Japón, 1572. 3er año de la era Genki.

Él lucharía con la espada por sus ideales y ella debía llorar su muerte si llegaba el momento, ese era el trato

El sol despuntó aquel amanecer sin tener conocimiento de la refriega que ocurriría a sus pies. No sería una batalla que recordaría la historia, pero sí la contarían durante generaciones, aquellos que tuvieron la oportunidad de presenciar el digno combate que, sería relatado de padres a hijos como el día en que el samurái sin nombre venció a Joshida Goara, no con una espada, sino con una historia.

El guerrero sin nombre caminaba con paso firme por el descampado frente al mercado del pueblo, a las afueras de Edo[1]. Avanzaba sin miedo, con su kimono amarillo, hacia el grupo llamado los seis asesinos. Aquellos hombres aterrorizaban al poblado, se habían aprovechado de los tiempos de guerra para enriquecerse a costa de aquellos que no podían defenderse por sí solos. Y pobre del que se negara a satisfacer sus caprichos. Había ejemplos de las consecuencias en cada rincón. Casas quemadas, negocios destrozados, mujeres violadas, mutiladas y asesinadas, por plantar cara al clan que, paradójicamente sólo estaba formado por cinco hombres.

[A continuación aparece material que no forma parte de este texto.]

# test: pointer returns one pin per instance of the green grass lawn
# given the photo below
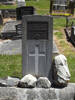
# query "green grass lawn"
(12, 65)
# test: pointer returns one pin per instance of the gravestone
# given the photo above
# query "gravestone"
(8, 13)
(37, 45)
(28, 10)
(59, 4)
(1, 19)
(7, 2)
(21, 3)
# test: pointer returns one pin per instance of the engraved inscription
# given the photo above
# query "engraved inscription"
(37, 30)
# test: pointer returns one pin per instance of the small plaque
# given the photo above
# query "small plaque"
(37, 30)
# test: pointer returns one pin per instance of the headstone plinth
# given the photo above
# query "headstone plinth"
(37, 45)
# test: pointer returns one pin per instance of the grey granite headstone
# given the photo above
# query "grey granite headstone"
(37, 45)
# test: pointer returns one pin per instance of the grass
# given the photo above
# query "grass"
(12, 66)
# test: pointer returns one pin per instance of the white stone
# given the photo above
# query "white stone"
(43, 82)
(29, 80)
(61, 66)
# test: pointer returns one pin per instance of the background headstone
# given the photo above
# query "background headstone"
(28, 10)
(37, 45)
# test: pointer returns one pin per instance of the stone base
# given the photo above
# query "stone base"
(13, 93)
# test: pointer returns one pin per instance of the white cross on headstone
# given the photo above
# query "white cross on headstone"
(36, 55)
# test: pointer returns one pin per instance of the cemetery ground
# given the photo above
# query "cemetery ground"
(11, 65)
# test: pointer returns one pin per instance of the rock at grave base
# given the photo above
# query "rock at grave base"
(9, 82)
(61, 74)
(12, 81)
(28, 81)
(43, 82)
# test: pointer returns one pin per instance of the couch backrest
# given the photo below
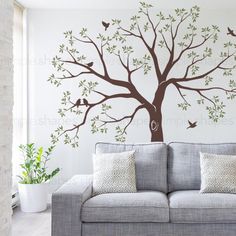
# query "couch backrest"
(184, 163)
(151, 163)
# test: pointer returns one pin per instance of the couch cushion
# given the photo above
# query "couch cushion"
(145, 206)
(193, 207)
(184, 163)
(150, 163)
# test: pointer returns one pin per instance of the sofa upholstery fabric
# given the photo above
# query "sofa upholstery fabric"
(150, 163)
(193, 207)
(184, 163)
(143, 206)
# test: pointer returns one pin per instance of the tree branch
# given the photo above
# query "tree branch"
(185, 79)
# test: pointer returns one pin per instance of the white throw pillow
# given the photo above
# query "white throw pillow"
(218, 173)
(114, 173)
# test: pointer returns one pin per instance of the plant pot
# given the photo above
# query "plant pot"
(33, 197)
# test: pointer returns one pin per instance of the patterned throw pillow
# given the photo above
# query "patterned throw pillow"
(218, 173)
(114, 173)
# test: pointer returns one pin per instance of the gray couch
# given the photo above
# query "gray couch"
(167, 203)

[1]Edo: Nombre antiguo del actual Tokio.

Los cinco vieron como su rival se detenía frente a ellos con intención de vencerlos. Los hombres no pudieron contener sus risas, ante la mirada expectante de los temerosos pueblerinos que pasaban por allí. Ante aquel divertido desafío Joshida Goara, el líder de los seis asesinos, ordenó que se dividieran y le permitieran la oportunidad de defenderse uno por uno.

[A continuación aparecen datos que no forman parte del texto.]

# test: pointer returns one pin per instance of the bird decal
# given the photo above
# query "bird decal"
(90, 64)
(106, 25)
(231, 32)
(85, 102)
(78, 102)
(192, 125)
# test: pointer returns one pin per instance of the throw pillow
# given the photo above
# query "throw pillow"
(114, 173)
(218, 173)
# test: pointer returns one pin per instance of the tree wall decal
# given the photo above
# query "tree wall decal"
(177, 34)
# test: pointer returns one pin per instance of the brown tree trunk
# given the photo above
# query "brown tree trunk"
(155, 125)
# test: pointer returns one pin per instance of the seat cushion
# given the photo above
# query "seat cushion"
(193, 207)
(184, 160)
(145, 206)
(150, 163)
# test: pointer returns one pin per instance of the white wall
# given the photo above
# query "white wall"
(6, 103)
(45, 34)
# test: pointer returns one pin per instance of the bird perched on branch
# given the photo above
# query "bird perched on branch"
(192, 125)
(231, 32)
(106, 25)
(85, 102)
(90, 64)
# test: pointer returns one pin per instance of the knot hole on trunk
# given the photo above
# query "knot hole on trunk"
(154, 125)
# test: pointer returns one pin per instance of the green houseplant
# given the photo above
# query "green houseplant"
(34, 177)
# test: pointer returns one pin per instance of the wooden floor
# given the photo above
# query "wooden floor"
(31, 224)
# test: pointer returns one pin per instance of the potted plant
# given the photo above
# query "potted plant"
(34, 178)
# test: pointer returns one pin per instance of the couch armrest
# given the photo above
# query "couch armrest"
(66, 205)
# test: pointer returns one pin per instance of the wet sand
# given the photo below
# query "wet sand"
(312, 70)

El samurái estudió al primero de sus oponentes. El hombre era más alto que él y tenía los brazos largos, lo cual le daba ventaja en distancia. Llevaba una katana[2] de ochenticinco centímetros, desenvainada en la mano. Su pose era de absoluta confianza, con el sable arrastrando por el suelo. El ruido que hacía la hoja al rascar la tierra pretendía ser intimidatorio. El guerrero cerró los ojos y recordó a la mujer que lo esperaba y a sus dulces caricias mientras le pedía que no fuese a la guerra. Ella le había enseñado la paciencia, la calma y la lógica. “Los árboles grandes se desploman ante la tormenta, los chicos se doblan junto a ella —le había dicho.” El asesino se aproximó a él con la katana levantada sobre su cabeza. El mandoble fue potente, descargando todo su peso sobre él, pero el guerrero había hincado una rodilla en tierra, y había sacado de su kimono un pequeño wakizashi[3], con el que pudo detener el golpe usando una sola mano, mientras que con la otra retenía el mango de la espada de su atacante. Empujando con su pequeña hoja, giró la katana y en un solo movimiento desgarró a su enemigo con su propia arma. Ya quedaban cuatro.

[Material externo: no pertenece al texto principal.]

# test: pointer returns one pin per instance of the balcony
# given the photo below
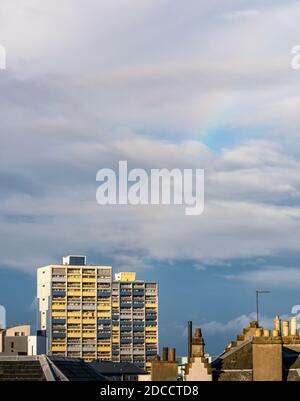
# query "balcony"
(103, 336)
(58, 335)
(89, 307)
(104, 322)
(103, 294)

[2] Katana: Espada japonesa con hoja curvada y filo a un solo lado.

[3] Wakizashi: Es un sable corto con una longitud de entre 30 y 60 centímetros.

Se puso de nuevo en pie, mientras sus oponentes se reagrupaban sorprendidos. Tiró el arma del muerto junto a su cuerpo y siguió adelante. Su siguiente adversario se retiró hacia atrás, uniéndose al que debió ser el tercero. Así pues, su próximo combate sería de dos contra uno. No le parecía honorable una batalla tan desigual, él sabía que ellos no tenían ninguna posibilidad. Los dos hombres corrieron hacia él, sables en mano, y cuando le dieron alcance, él avanzó y se agachó al mismo tiempo, pasando entre ambos como si del arco de una puerta se tratase. El moño en el que llevaba atado su pelo apenas se agitó con el viento. Metió sus manos en el interior de su haori[4], en una sostuvo el mango de su katana y con la otra la saya[5]. Mientras se daba la vuelta recordó un momento del pasado en el que, la mujer que lo esperaba curaba algunas de sus innumerables heridas. Él le preguntaba cómo podía ser tan buena aliviando su dolor, a lo que ella contestaba. “Sólo tengo mis manos; pero tengo dos y pueden ser como dos guerreros”. Cuando volvieron a atacarlo se defendió de uno con la vaina, mientras atravesaba al otro con el acero. Cuando la lucha se convirtió en un uno contra uno, su enemigo no pudo más que morir. Sólo quedaban dos.

[4] Haori: Chaqueta holgada que se usa por encima del kimono.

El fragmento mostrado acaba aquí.